El horror máximo de las prisiones

Sin embargo no había llegado en los hospitales de Pa­rís a tocar el fondo del sufrimiento humano. Alentado por el resonante título de General de las Galeras que os­tentaba el señor de Gondi, decidió acercarse a los crimi­nales sujetos a la autoridad, de quien era también su ami­go. Con frecuencia se reprobaba no haber entrado en con­tacto con esta clase de miserables. Se hizo pues conducir a la Alcaidía y a los Tribunales, en cuyas mazmorras eran custodiados antes de ser enviados a los puertos marítimos. Permitiéronle la entrada casi arrepentidos y como aver­gonzados de lo que allí vería, presintiendo el dolor que experimentaría en la visita. La primera de éstas dejaría en Vicente un recuerdo imborrable.

Existían dos clases de prisiones ; unas subterráneas, oscuras, de paredes verdosas por la humedad y el moho, im­pregnados de salitre, de bóvedas bajas como las de una cripta o una tumba ; otras a la luz del día, que al pene­trar escasamente permitía ver el terrible espesor de los muros rocosos, las inmundas estalactitas que de ellos pen­dían y todo el arsenal de puertas acorazadas, de cerrojos, goznes, rejas, barrotes, tan gruesos como los de una jaula de leones, a través de los cuales penetraba el viento, la nieve, las ráfagas de lluvia invernal, pues las ventanas ca­recían de vidrios.

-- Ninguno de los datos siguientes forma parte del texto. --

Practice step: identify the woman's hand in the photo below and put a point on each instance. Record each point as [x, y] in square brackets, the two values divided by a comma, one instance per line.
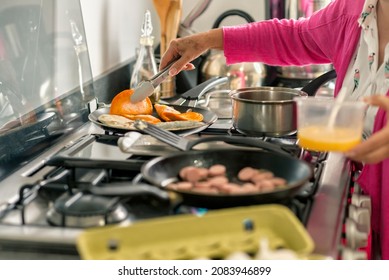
[189, 48]
[376, 147]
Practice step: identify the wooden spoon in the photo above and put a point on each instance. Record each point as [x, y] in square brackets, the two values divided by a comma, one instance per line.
[162, 8]
[172, 26]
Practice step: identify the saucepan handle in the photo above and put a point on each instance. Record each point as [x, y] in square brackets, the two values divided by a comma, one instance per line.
[312, 87]
[196, 92]
[127, 189]
[247, 141]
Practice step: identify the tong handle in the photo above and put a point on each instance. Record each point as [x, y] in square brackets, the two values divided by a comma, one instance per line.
[158, 78]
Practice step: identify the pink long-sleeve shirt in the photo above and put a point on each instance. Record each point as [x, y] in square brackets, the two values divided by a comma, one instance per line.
[330, 35]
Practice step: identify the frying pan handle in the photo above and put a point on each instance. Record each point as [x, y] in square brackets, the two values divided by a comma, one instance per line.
[312, 87]
[249, 141]
[126, 189]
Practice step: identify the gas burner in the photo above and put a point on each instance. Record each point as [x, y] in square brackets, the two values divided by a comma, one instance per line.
[86, 210]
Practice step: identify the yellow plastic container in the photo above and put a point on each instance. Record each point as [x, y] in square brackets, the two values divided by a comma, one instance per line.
[323, 138]
[214, 235]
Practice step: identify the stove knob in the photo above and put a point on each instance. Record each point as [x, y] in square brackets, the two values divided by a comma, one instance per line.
[356, 235]
[350, 254]
[360, 200]
[359, 214]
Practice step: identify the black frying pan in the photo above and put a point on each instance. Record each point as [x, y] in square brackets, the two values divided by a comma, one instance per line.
[163, 170]
[190, 97]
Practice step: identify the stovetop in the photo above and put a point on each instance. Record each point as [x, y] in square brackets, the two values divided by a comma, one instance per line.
[34, 221]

Los presos eran amontonados en estas pri­siones, roídos por los parásitos y cargados de cadenas ama­, radas a las paredes que les sujetaban los tobillos y el cuello por medio de anillos de hierro, como si se tratara de perros rabiosos. El peso y estrechez de las argollas era por sí sólo una tortura. Los presos, semidesnudos, cubrían un uno, pocos andrajos su cuerpo llagado. Los había de toda edad, jóvenes, viejos y adolescentes avejentados. Al­gunos llevaban larga cabellera gris apelmazada de sucie­dad que les cubría las espaldas, y barba blanca que se ex­tendía hasta el vientre, barbas y cabellos lujuriantes de mi­seria como debieron ser los de Job y como sólo se veía en las catacumbas del crimen sobre las frentes y mentones de los cautivos olvidados. Pero a pesar del fracaso de sus vi­das y de la deshonra de los parásitos, mantenían un as­pecto venerable. Sus compañeros los ayudaban y respe­taban como a sus abuelos. Las mazmorras de la antigua Francia también tuvieron sus patriarcas.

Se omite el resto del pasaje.